Tuberville did not respond to repeated requests for comment about his absence from the HELP committee letter.

This is not the first time that Tuberville has opposed congressional efforts to bring attention to employer abuse in his state. In February 2022, as Chairman of the Senate Budget Committee, Sanders held a hearing on the abuse of workers and consumers by private equity, highlighting how the laws set by Congress unfairly advantaged Warrior Met through bankruptcy proceedings. At the hearing, Alabama coal miners testified about the impact these private equity abuses have had on their lives. As the miners approach two years on strike, the longest in Alabama history, Tuberville has not only failed to take any action to resolve the situation, but criticized his colleagues for holding a hearing on the matter, quoting from press releases put out by the bosses at Warrior Met.

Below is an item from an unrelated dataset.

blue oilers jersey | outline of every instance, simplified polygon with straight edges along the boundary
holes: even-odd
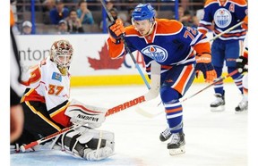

Although union members and community supporters from around the state have showed up repeatedly to support the miners as well as Starbucks organizers at both locations, Alabama’s politicians have been almost entirely absent. As a result, Alabama’s Starbucks workers have been left to deal with retaliation without support from their elected representatives. “Starbucks and Schultz have been constantly illegally busting unions and Tuberville’s refusal to do anything is telling,” said Sydney O’Neal, a partner at the unionized location in Birmingham.

McGucken noted Tuberville has emphasized that as a coach, he learned to listen as much as talk so that he can understand problems and deliver a win. “If this is true,” McGucken said, “listen to working people struggling to make a paycheck, understand the problem is corporate greed, and help our union win for the workers.”